Bild: Hauen und Stechen: Der deutsche Fechtsport steckt kurz vor der WM in eine…
Leipzig taz | An diesem Wochenende hat der Deutsche Fechter-Bund, der sich
DFB abkürzt, wenn alles gut geht, ein paar Tage lang keine Sorgen. Es wird
um Sport gehen, und es ist eine Weile her, dass es bei den deutschen
Fechtern in erster Linie um Sport ging. Die breitere Öffentlichkeit wird
während der Heim-WM in Leipzig über Medaillen sprechen statt über
Gerichtsverfahren, mutmaßliche Belästigung und anwaltliche Schreiben
zwischen Sportlern, einem enttäuschten Startrainer und dem Verband. Man
wird, wenn alles gut geht, sagen, dass diese Heim-WM aus der sportlichen
Krise hilft oder zumindest ein Schritt auf dem Weg dorthin ist. Dann wäre
Sven Ressel erleichtert.
Der Sportdirektor des DFB spricht dieser Tage viel von „Neustart“.
Kürzlich, als bei der EM in Tiflis die deutschen Fechter drei Medaillen
holten – Gold gab es für Säbelfechter Max Hartung, Silber für
Degenfechterin Alexandra Ndolo, und Bronze ging an die Florettdamen im
Mannschaftswettbewerb –, war das eine gute Schlagzeile, ein „tolles
Ergebnis“, so sagt es Ressel. Die Heim-WM wird die nächste Gelegenheit,
herauszufinden, ob die deutschen Fechter wirklich auf einem guten Weg aus
der sportlichen Krise sind. Und alle Beteiligten bemühten sich vorher
demonstrativ, über den Rest, das unschöne Drumherum also, zu schweigen.

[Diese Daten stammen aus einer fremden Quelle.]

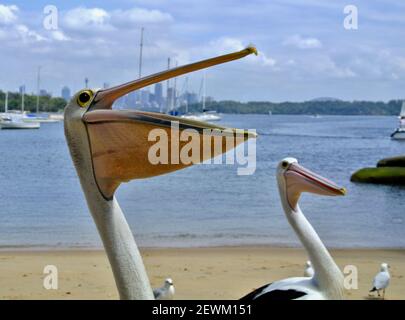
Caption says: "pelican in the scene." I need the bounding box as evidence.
[304,260,314,278]
[153,278,175,300]
[370,263,391,299]
[64,47,257,300]
[242,158,346,300]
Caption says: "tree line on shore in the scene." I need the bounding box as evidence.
[0,91,402,116]
[180,100,402,116]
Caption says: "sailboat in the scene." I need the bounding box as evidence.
[181,71,221,121]
[0,92,40,129]
[391,100,405,140]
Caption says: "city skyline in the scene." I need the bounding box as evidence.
[0,0,405,102]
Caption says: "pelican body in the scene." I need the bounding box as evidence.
[64,47,257,299]
[241,158,346,300]
[370,263,391,299]
[153,278,176,300]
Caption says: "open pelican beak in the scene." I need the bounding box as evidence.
[284,163,346,209]
[83,47,257,199]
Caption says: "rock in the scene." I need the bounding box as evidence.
[377,156,405,167]
[350,167,405,185]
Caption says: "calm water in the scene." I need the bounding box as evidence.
[0,115,405,247]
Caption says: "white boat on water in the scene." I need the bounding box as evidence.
[391,101,405,140]
[180,111,221,122]
[0,92,41,129]
[0,113,41,129]
[24,113,61,123]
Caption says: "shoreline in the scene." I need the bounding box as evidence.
[0,246,405,300]
[0,244,405,253]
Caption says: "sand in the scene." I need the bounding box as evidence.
[0,247,405,300]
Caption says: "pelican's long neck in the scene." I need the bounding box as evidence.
[282,196,343,299]
[65,112,154,300]
[83,187,154,300]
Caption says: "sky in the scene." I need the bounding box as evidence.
[0,0,405,102]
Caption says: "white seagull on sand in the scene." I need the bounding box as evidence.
[304,260,314,278]
[241,158,346,301]
[153,278,175,300]
[370,263,391,299]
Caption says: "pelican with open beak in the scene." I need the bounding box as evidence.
[64,47,257,299]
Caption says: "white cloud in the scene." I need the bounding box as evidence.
[16,24,47,42]
[0,4,18,24]
[63,7,111,30]
[112,8,173,24]
[51,30,70,41]
[283,34,322,49]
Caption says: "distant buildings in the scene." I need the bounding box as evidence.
[18,84,25,94]
[39,89,52,97]
[61,86,71,101]
[154,83,164,109]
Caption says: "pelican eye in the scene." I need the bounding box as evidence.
[77,90,93,107]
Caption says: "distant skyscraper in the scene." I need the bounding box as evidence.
[61,86,71,101]
[18,84,25,94]
[39,89,51,97]
[167,88,176,111]
[155,82,163,107]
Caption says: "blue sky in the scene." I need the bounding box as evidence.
[0,0,405,101]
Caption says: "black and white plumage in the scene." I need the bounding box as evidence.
[304,260,315,278]
[153,278,175,300]
[370,263,391,299]
[241,158,346,301]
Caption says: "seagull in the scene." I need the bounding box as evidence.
[304,260,314,278]
[241,158,346,301]
[370,263,391,299]
[153,278,175,300]
[64,47,257,300]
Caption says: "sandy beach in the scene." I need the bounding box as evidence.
[0,247,405,299]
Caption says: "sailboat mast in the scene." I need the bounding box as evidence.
[138,27,145,79]
[21,86,25,113]
[166,57,171,113]
[4,91,8,113]
[36,67,41,114]
[202,70,206,112]
[172,61,178,110]
[185,77,188,114]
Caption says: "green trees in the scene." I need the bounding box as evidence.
[180,100,402,115]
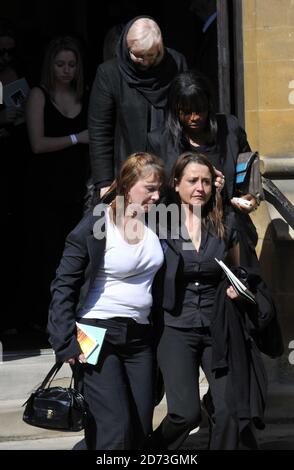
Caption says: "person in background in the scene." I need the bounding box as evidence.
[48,152,164,450]
[0,18,31,334]
[88,16,186,196]
[26,36,89,328]
[147,71,259,267]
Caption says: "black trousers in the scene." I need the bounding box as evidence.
[150,326,256,450]
[79,318,154,450]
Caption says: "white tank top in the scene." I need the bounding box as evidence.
[78,211,163,324]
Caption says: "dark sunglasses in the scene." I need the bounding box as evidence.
[0,47,16,57]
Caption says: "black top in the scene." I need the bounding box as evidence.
[147,114,250,199]
[164,217,238,328]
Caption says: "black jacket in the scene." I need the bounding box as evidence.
[89,48,187,187]
[47,212,105,361]
[211,271,280,432]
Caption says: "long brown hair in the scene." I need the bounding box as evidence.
[41,36,84,100]
[103,152,165,220]
[169,152,225,239]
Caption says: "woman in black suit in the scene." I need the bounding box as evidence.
[148,71,259,267]
[48,153,163,450]
[147,152,272,450]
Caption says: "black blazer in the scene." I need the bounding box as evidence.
[47,211,105,361]
[147,114,250,199]
[88,48,187,187]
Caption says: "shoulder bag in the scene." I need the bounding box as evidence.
[23,363,87,431]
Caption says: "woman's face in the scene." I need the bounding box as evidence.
[53,51,77,84]
[179,111,208,131]
[129,171,161,212]
[175,162,212,207]
[129,44,163,70]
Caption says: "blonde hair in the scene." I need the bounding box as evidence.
[103,152,165,220]
[127,18,163,51]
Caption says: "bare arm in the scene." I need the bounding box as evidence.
[26,87,88,153]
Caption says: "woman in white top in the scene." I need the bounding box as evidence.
[48,153,164,450]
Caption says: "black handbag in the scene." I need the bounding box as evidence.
[23,363,87,431]
[236,152,264,202]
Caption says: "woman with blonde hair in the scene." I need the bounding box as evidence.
[26,36,89,327]
[48,153,164,450]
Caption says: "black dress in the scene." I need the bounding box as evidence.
[26,88,89,326]
[147,114,259,269]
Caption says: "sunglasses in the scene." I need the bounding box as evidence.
[0,47,16,57]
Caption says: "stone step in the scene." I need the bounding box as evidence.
[0,349,207,442]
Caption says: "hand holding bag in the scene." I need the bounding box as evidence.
[23,363,87,431]
[236,152,264,203]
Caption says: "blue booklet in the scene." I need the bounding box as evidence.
[77,322,106,365]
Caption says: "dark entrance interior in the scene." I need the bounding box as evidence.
[0,0,239,351]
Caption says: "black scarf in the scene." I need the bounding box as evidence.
[117,16,179,108]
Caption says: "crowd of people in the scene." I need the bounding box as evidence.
[0,11,284,450]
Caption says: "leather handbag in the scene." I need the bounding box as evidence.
[23,363,87,431]
[235,152,264,203]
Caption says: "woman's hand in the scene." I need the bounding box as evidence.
[231,193,258,214]
[66,354,87,366]
[214,168,225,193]
[76,129,89,144]
[227,286,241,300]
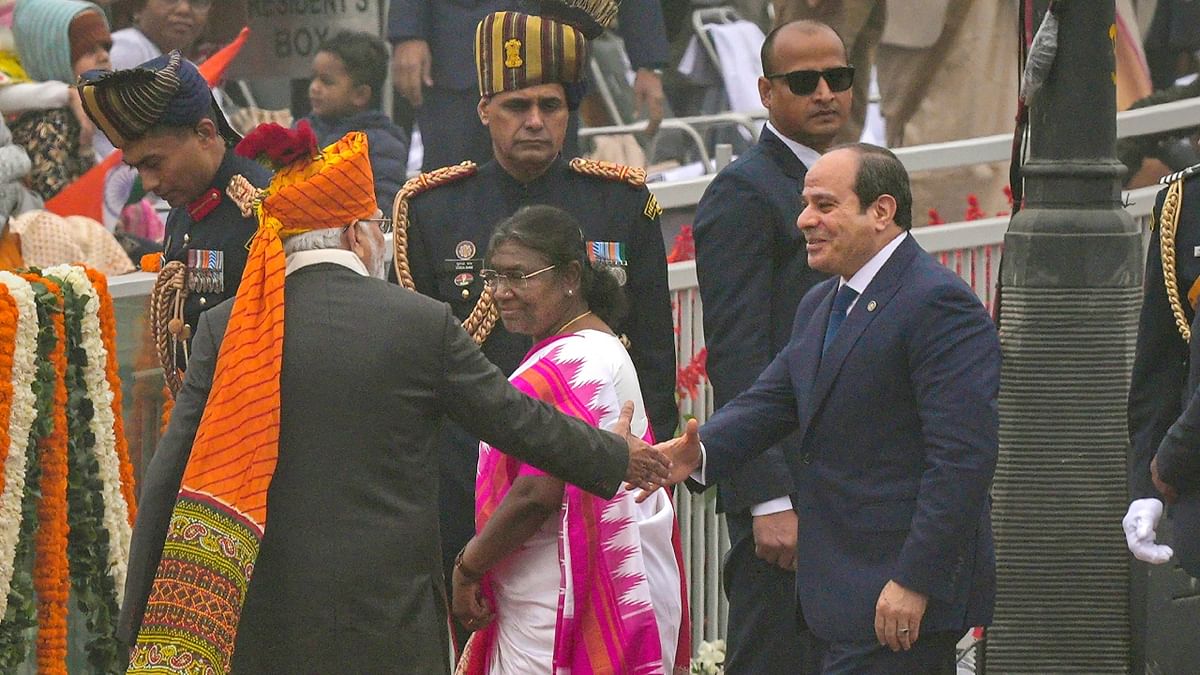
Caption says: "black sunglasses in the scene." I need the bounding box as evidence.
[767,66,854,96]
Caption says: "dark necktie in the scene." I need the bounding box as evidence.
[821,283,858,354]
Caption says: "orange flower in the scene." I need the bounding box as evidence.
[22,275,71,675]
[82,265,137,527]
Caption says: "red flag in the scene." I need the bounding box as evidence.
[46,26,250,222]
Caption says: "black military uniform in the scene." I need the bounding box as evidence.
[408,157,679,593]
[163,149,271,341]
[1129,165,1200,500]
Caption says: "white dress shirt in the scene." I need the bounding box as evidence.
[283,249,371,276]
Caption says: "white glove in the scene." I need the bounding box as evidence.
[1121,498,1175,565]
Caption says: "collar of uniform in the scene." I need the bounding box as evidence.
[184,148,238,222]
[283,249,371,276]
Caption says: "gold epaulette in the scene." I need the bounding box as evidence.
[569,157,646,187]
[391,161,479,291]
[569,157,662,222]
[391,161,499,345]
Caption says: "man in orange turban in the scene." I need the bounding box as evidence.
[119,125,666,675]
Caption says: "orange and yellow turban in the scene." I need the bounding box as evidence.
[128,124,376,674]
[475,0,617,96]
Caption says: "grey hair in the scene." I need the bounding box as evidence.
[283,227,346,253]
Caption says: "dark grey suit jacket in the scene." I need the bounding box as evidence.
[119,263,628,674]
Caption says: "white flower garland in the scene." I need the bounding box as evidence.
[0,271,37,616]
[43,265,133,598]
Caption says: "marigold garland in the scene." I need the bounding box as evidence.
[42,265,130,673]
[0,274,59,673]
[0,271,38,617]
[26,276,71,675]
[83,265,137,527]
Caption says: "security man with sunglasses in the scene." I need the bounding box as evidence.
[695,20,854,675]
[394,0,678,648]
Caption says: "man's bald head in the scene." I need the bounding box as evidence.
[758,19,850,76]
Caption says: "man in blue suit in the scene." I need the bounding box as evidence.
[660,144,1000,674]
[695,20,853,675]
[388,0,670,172]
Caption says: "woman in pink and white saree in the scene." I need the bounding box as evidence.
[454,207,690,675]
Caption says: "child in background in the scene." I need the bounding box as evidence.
[12,0,113,199]
[305,31,408,210]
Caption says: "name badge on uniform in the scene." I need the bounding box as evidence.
[587,241,629,286]
[187,243,224,293]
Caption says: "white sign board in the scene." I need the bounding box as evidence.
[229,0,384,80]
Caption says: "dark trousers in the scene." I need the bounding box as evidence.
[1166,491,1200,578]
[818,633,962,675]
[438,422,479,651]
[722,512,820,675]
[416,86,580,172]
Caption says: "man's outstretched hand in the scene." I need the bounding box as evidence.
[612,401,671,494]
[625,419,701,502]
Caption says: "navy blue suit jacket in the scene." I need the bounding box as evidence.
[701,237,1000,643]
[388,0,670,89]
[695,129,828,512]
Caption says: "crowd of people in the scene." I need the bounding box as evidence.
[0,0,1200,674]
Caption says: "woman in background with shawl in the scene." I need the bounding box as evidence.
[454,205,690,675]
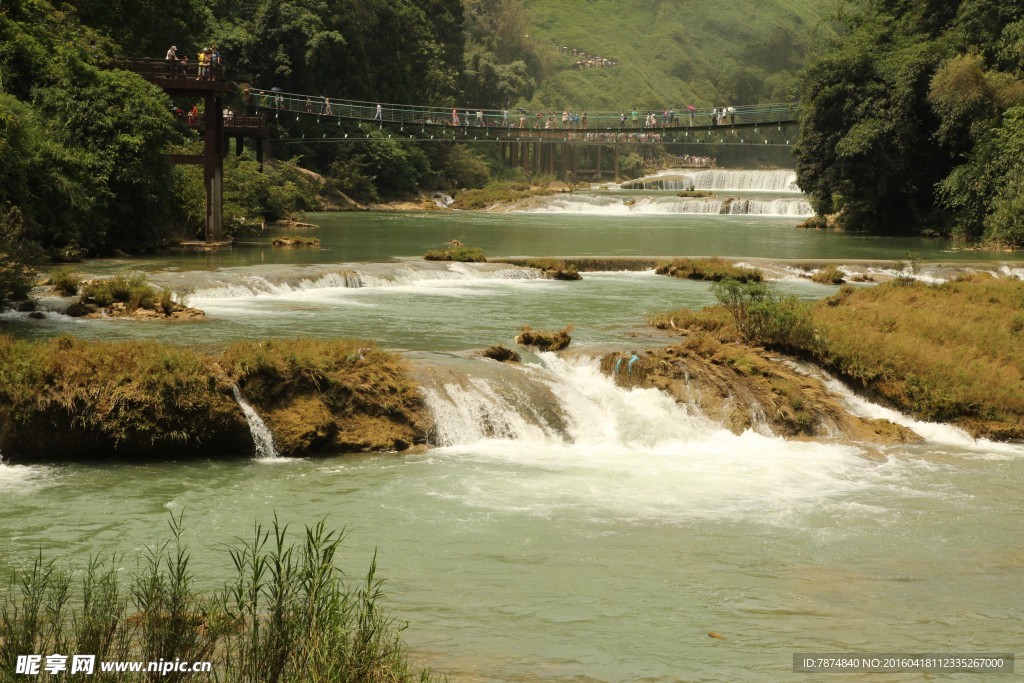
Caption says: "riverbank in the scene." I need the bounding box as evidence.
[651,273,1024,440]
[0,336,425,462]
[0,258,1024,462]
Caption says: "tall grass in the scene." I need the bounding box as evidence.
[651,278,1024,430]
[0,515,440,683]
[654,256,762,283]
[82,271,160,312]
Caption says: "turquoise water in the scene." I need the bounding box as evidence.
[0,196,1024,682]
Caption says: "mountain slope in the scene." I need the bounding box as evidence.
[526,0,833,111]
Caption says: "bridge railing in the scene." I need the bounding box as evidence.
[174,110,266,133]
[111,57,221,81]
[245,90,799,130]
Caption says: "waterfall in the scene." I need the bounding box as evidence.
[621,169,801,193]
[522,194,814,218]
[231,384,278,460]
[424,353,720,449]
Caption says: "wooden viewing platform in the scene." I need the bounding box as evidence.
[110,58,270,245]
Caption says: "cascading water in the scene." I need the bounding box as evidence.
[231,384,278,460]
[523,194,814,217]
[411,353,870,523]
[521,169,814,218]
[621,169,801,193]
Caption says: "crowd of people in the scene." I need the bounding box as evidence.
[558,45,618,71]
[164,45,221,81]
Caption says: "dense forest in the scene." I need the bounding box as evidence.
[0,0,1024,299]
[797,0,1024,248]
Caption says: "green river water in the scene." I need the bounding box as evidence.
[0,179,1024,681]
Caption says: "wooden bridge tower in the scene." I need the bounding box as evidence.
[114,59,270,246]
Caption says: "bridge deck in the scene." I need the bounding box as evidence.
[115,59,799,144]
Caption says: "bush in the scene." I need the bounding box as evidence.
[712,280,819,352]
[49,268,82,296]
[0,516,429,683]
[654,257,762,283]
[82,271,160,312]
[811,265,846,285]
[423,240,487,263]
[515,325,572,351]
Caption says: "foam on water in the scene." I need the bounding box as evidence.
[419,353,878,524]
[188,262,541,305]
[521,195,814,217]
[795,365,1024,459]
[0,454,56,495]
[622,168,801,193]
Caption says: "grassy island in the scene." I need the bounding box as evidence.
[652,278,1024,439]
[0,335,423,462]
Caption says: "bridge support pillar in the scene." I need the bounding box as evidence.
[203,92,225,243]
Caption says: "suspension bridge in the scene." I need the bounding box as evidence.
[112,59,800,245]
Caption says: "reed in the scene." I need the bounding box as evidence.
[654,256,762,283]
[82,271,160,312]
[49,266,82,296]
[423,244,487,263]
[0,515,435,683]
[811,265,846,285]
[650,276,1024,438]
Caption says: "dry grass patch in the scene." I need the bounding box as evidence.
[0,336,245,459]
[515,325,572,351]
[813,280,1024,423]
[654,256,762,283]
[221,339,423,455]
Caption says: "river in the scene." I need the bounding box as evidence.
[0,169,1024,681]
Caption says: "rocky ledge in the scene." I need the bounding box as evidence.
[601,335,922,444]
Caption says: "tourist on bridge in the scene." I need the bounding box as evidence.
[164,45,179,78]
[209,45,220,79]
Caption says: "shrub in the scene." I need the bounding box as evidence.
[811,265,846,285]
[49,267,82,296]
[0,516,438,683]
[82,271,160,311]
[712,280,819,352]
[654,257,762,283]
[423,240,487,263]
[515,325,572,351]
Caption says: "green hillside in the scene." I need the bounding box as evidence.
[525,0,833,110]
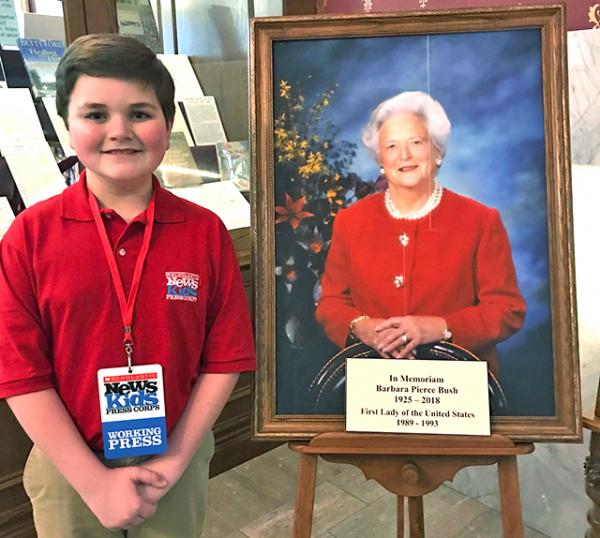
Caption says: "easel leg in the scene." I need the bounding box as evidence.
[396,495,404,538]
[408,497,425,538]
[294,454,318,538]
[498,456,523,538]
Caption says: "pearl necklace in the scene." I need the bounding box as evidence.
[385,179,444,220]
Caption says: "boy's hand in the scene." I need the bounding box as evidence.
[137,455,183,504]
[81,467,168,529]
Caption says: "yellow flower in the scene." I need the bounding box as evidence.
[279,80,292,99]
[298,151,323,177]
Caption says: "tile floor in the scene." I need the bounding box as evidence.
[202,445,549,538]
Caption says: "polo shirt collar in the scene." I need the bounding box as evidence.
[61,170,186,223]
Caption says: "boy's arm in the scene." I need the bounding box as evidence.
[140,373,239,501]
[6,389,166,528]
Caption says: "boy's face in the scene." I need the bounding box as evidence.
[68,75,171,190]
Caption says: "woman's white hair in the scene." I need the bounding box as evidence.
[362,92,452,162]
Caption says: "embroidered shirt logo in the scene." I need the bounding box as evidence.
[165,271,200,301]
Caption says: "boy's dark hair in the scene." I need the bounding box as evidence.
[56,34,175,127]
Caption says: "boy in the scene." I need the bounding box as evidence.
[0,34,255,538]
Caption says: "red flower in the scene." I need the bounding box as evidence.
[275,192,315,230]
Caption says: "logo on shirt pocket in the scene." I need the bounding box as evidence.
[165,271,200,302]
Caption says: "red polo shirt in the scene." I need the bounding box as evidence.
[0,177,255,450]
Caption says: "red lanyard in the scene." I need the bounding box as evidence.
[88,186,156,372]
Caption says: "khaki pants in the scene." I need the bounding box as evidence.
[23,432,214,538]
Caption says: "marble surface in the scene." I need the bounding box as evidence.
[451,30,600,538]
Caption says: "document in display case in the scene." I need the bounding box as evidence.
[0,88,46,153]
[2,141,67,207]
[158,54,204,101]
[171,181,250,230]
[17,39,65,97]
[183,96,227,146]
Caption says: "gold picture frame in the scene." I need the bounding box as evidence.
[250,5,581,442]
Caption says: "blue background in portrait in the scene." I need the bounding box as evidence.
[273,29,554,416]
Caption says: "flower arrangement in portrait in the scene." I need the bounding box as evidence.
[273,80,374,348]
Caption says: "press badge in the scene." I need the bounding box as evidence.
[98,364,167,459]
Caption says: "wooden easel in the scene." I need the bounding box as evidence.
[289,433,534,538]
[583,376,600,538]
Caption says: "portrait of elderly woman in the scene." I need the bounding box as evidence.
[315,91,526,373]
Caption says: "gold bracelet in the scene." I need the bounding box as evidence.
[348,314,370,338]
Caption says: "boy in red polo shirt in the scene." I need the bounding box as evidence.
[0,35,255,538]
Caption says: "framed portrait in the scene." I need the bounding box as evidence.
[250,5,581,441]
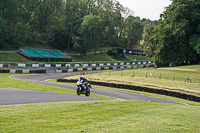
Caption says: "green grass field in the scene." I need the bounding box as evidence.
[0,53,152,63]
[0,100,200,133]
[0,74,112,99]
[0,53,29,62]
[0,68,200,133]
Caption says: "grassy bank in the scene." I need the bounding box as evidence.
[63,65,200,96]
[0,53,152,63]
[0,74,111,99]
[0,101,200,133]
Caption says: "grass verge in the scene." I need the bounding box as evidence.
[61,66,200,96]
[0,74,112,99]
[0,100,200,133]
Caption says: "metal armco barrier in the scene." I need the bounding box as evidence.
[6,69,46,73]
[0,61,154,68]
[55,64,153,73]
[57,79,200,102]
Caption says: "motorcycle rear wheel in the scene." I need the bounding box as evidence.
[76,88,81,95]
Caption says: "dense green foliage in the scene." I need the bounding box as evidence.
[144,0,200,66]
[0,0,143,55]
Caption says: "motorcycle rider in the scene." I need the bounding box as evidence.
[80,75,88,92]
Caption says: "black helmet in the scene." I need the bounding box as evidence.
[80,76,84,80]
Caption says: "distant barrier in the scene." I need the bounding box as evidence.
[57,79,200,102]
[55,64,153,73]
[0,69,46,73]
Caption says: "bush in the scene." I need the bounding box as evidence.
[107,49,117,57]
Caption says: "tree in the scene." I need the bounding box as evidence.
[155,0,200,65]
[142,20,156,56]
[125,16,143,49]
[78,14,103,53]
[0,17,9,48]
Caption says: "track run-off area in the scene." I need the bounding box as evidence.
[0,70,184,106]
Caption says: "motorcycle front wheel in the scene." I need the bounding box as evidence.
[76,87,81,95]
[85,89,90,97]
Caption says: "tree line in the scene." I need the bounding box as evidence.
[143,0,200,66]
[0,0,149,54]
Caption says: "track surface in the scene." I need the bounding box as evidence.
[3,73,183,105]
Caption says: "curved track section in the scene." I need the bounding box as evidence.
[11,73,183,104]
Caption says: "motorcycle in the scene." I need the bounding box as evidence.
[76,80,91,96]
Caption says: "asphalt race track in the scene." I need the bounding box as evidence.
[0,73,186,105]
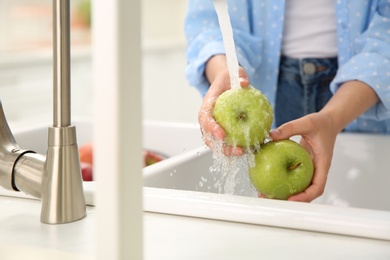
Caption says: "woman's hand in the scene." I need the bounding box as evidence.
[198,55,249,156]
[270,112,338,202]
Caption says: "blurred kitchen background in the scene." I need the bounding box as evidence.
[0,0,201,127]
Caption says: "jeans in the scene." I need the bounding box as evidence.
[275,56,338,126]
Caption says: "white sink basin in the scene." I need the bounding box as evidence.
[0,121,390,241]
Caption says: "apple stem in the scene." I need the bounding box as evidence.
[288,162,302,171]
[238,112,246,120]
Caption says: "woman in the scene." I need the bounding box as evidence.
[185,0,390,202]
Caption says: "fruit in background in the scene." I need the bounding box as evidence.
[213,86,273,148]
[249,140,314,200]
[80,162,93,181]
[79,143,93,164]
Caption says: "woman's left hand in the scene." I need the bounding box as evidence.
[270,112,338,202]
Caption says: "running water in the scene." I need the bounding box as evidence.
[213,0,240,89]
[199,0,254,195]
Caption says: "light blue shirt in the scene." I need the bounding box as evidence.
[185,0,390,133]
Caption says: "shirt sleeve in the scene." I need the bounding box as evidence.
[331,0,390,120]
[184,0,261,96]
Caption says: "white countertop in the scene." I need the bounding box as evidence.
[0,196,390,260]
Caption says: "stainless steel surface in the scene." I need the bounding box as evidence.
[53,0,70,127]
[0,100,30,190]
[0,0,86,224]
[13,153,45,198]
[41,126,86,224]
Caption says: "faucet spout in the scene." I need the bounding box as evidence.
[41,0,86,224]
[0,0,86,224]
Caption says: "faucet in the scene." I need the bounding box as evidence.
[0,0,86,224]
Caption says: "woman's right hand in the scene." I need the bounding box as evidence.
[198,55,249,156]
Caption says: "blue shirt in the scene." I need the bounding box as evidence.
[185,0,390,133]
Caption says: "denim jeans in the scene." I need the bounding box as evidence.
[275,56,338,126]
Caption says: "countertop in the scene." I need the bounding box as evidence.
[0,196,390,260]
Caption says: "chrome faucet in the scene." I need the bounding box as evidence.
[0,0,86,224]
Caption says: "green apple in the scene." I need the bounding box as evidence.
[249,140,314,200]
[213,86,273,148]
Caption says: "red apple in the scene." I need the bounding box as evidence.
[80,162,93,181]
[79,143,93,164]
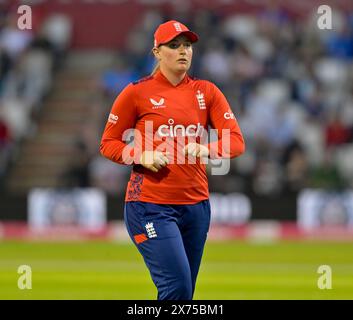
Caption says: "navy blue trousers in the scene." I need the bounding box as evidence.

Vergessen sein wird es kaum.
Anne Sauer stand im letzten halben Jahr mit im Zentrum des Sturms, und sie
hat es dort ausgehalten. Die Florettfechterin und aktuelle deutsche
Einzelmeisterin trainiert am Stützpunkt Tauberbischofsheim: Die Kleinstadt
war lange Zeit vor allem dafür bekannt, mehr Medaillen zu produzieren als
die meisten Ortschaften dieser Erde. Aber die deutschen Kämpfer sind in den
letzten Jahren im internationalen Gefecht zurückgefallen, die Medaillen
wurden weniger, sie sind froh, überhaupt wieder welche holen zu können. Und
anstelle der Medaillen kamen in Tauberbischofsheim die Krisen und Kämpfe,
vor allem um den entlassenen Trainer Andrea Magro.
## Die Magro-Geschichte
Anne Sauer ist deshalb eine gefragte Gesprächspartnerin geworden. Vor der
WM schweigt sie zur Magro-Geschichte, kein Kommentar. Auch nicht zu dem
Streit, der daraufhin zwischen den Fechterinnen und dem Verband entstand.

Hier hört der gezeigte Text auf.